Akan tetapi, sebagai bagian penting untuk menjelasakan kesamaan lanskap dalam pembaruan teologi yang inklusif saya kira tidak menjadi masalah. Sekalipun tetap harus dilakukan kajian tersendiri yang terfokus pada ketiga figur tadi 5. Setidaknya yang dapat dicatat di sini antara Cak Nun, Harun Nasution, dan Nurcholish Madjid memandang Islam sebagai agama yang membawa rahmat bagi alam semesta. 6

Dari Inklusif ke Partisipatoris

Hal lain yang terlihat kontras di antara ketiganya, selain latar belakang akademis, menurut Supraja adalah target audiens. Taruhlah ketiga figur tersebut menerapkan “transformative-inclusive theology” tapi Harun dan Nurcholish sekadar menyasar kelas menengah urban seperti kelompok profesional, pelajar, mahasiswa, PNS, akademikus, sampai pebisnis.

Berbeda dengan Cak Nun yang menyasar semua kalangan di Indonesia, baik kelompok menengah bawah maupun menengah atas. Seperti pekerja, petani, pelajar, kaum ateis, dan lain sebagainya. Mengetahui perbedaan audiens inilah Cak Nun menggunakan pendekatan retorika yang mudah dipahami beragam kelompok.

Itu kenapa Cak Nun disebut Supraja telah menerapkan transformasi teologi yang inklusif karena ia menyadari sepenuhnya kompleksitas masalah di Indonesia. Menyandarkan perubahan pada demokrasi elektoral bukan sebuah solusi sebab ia sekadar menggeser masalah pada tataran elit politik.

Dengan Maiyah yang mempraktikkan teologi inklusif itu Cak Nun menggantungkan sepenuhnya sebuah perubahan kepada Tuhan agar forum yang telah digelar selama ini menumbuhkan “generasi baru” dengan perspektif yang baru pula 7. Upaya ini cenderung melihat perubahan sebagai upaya sistemik yang harus dimulai dari bawah, terutama generasi mudanya.
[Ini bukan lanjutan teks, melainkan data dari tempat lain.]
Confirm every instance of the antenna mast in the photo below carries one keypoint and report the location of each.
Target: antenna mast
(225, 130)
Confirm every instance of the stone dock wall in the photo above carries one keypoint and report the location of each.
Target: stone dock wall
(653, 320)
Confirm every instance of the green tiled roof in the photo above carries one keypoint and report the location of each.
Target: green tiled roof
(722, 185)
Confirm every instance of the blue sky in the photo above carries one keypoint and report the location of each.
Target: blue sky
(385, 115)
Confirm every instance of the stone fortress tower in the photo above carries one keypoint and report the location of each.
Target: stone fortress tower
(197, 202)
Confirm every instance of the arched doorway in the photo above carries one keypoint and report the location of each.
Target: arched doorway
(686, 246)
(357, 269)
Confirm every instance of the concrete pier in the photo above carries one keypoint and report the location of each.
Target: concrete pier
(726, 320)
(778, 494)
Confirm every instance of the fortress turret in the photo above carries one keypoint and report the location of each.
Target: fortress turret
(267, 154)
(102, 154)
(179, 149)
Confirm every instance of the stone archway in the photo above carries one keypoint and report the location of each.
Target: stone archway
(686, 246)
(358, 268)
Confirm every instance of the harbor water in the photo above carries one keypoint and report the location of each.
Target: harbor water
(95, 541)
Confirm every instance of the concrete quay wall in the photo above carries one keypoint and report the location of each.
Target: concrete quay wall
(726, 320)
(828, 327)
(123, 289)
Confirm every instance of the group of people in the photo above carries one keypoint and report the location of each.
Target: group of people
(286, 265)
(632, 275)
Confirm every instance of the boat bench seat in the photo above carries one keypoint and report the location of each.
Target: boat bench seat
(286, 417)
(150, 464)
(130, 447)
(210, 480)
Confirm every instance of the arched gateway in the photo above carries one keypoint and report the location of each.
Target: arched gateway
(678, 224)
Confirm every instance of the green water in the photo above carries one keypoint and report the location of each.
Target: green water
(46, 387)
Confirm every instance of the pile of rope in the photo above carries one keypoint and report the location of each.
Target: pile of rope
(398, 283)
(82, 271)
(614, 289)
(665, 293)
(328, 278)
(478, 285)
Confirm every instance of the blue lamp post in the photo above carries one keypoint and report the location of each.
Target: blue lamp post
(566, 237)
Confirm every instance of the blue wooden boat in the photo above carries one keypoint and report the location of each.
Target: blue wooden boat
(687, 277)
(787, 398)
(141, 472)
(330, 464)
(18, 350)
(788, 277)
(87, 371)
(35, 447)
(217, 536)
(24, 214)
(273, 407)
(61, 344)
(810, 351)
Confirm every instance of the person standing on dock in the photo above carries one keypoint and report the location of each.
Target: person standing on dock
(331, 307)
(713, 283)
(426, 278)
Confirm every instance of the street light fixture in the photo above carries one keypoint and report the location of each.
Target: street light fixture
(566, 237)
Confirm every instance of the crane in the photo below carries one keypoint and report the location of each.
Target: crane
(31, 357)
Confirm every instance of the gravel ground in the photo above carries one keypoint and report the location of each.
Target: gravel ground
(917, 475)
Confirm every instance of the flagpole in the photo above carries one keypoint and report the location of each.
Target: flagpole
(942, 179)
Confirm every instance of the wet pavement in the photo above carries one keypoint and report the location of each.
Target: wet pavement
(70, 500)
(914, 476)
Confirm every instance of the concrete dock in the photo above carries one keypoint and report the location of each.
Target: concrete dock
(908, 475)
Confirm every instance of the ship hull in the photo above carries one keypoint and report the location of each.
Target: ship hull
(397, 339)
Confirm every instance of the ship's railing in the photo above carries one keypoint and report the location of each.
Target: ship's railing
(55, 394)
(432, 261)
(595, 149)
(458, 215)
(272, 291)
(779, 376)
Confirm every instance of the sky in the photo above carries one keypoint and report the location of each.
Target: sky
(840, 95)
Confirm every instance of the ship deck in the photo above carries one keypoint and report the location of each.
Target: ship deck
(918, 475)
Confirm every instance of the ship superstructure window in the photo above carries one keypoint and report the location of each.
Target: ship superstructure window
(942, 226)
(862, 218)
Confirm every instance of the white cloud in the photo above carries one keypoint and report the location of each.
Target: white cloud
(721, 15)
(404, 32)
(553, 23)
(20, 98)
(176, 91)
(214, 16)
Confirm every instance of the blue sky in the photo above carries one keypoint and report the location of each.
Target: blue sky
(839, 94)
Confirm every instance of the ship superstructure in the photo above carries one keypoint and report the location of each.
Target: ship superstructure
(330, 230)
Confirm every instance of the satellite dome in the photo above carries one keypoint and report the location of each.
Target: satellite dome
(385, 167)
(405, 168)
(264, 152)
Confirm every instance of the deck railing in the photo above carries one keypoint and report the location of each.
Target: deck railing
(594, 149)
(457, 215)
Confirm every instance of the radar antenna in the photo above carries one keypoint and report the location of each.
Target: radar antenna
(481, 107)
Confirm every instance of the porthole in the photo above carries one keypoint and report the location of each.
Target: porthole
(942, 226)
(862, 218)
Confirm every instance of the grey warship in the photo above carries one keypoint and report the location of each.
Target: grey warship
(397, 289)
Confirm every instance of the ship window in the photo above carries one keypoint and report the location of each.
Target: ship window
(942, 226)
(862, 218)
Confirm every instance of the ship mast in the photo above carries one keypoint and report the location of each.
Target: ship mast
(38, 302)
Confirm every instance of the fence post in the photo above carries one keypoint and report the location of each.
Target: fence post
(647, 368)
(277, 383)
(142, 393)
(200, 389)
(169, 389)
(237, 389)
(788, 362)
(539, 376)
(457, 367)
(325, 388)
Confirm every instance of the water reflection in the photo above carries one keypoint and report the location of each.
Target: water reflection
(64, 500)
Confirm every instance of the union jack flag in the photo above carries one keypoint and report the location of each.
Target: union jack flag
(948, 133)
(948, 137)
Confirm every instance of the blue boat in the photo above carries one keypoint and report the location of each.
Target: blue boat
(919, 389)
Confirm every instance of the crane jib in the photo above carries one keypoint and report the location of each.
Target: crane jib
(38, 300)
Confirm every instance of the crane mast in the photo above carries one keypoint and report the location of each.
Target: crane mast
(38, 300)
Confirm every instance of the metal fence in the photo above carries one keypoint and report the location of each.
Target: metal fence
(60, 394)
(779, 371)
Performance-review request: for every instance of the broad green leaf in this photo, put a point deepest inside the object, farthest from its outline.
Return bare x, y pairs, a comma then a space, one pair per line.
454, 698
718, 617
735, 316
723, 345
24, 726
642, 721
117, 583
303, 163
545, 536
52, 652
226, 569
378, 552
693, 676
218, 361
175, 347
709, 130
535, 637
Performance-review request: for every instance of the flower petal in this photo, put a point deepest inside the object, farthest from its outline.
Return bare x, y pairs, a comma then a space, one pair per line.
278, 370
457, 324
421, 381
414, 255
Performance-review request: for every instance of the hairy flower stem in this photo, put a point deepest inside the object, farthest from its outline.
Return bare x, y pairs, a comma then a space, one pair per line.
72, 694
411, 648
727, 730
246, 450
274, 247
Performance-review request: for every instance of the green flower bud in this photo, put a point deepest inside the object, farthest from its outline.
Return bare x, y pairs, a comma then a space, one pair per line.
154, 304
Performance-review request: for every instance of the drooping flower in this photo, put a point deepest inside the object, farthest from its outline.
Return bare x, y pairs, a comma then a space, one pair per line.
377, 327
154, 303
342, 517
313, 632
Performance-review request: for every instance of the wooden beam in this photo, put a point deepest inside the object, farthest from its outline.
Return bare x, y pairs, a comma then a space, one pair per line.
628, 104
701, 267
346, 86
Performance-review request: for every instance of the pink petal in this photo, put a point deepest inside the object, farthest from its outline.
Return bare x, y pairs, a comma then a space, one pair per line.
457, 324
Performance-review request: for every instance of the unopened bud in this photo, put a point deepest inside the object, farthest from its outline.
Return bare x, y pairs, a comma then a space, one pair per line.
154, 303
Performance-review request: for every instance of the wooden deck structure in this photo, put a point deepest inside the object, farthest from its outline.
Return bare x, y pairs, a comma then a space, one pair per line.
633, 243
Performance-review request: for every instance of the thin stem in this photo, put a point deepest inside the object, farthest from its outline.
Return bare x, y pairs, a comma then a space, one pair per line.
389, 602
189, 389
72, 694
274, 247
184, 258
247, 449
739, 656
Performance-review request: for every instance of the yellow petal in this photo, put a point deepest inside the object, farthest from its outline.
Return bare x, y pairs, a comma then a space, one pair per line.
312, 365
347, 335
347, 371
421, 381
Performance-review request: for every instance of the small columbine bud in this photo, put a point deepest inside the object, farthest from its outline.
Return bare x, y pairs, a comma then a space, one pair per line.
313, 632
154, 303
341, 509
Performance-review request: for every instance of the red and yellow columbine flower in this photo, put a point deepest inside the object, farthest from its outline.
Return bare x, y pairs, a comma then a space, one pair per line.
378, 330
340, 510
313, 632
Sementara perubahan yang dimaksudkan di Maiyah dibasiskan pertama dan terutama melalui kesadaran sebagai individu, manusia, dan makhluk sosial. Cara ini sangat moderat, komunal, terbuka, dan dinamis. Tesis ini akan lebih menarik bila Supraja mengaitkannya dengan cara pandang arus utama dalam memahami perubahan sosial yang selama ini dipahami banyak orang: melalui politik praktis atau lebih klasik lagi lewat perjuangan kelas.

Laku pembebasan yang sama sekali berbeda dengan corak lainnya membuktikan kekhasan gerakan sosial di Maiyah. Ia bisa berawal dari perubahan macam apa yang dimaksudkan, mengapa perubahan mesti berangkat dari episentrum konstruksi berpikir seseorang. Pada dasarnya lokus pembahasan di Maiyah adalah seputar “pendidikan cara berpikir” baru kemudian memasuki wilayah aktivisme sosial.

Tentu saja diperlukan kajian berikutnya mengenai bagaimana pengartikulasian teologi inklusif yang sudah transformatif tersebut ke dalam kerja-kerja emansipatoris dengan studi kasus aktivisme simpul Maiyah di seluruh Nusantara. Saya kira itu merupakan penelitian besar dan Supraja telah mengawalinya secara apik dengan memberikan basis epistemisnya.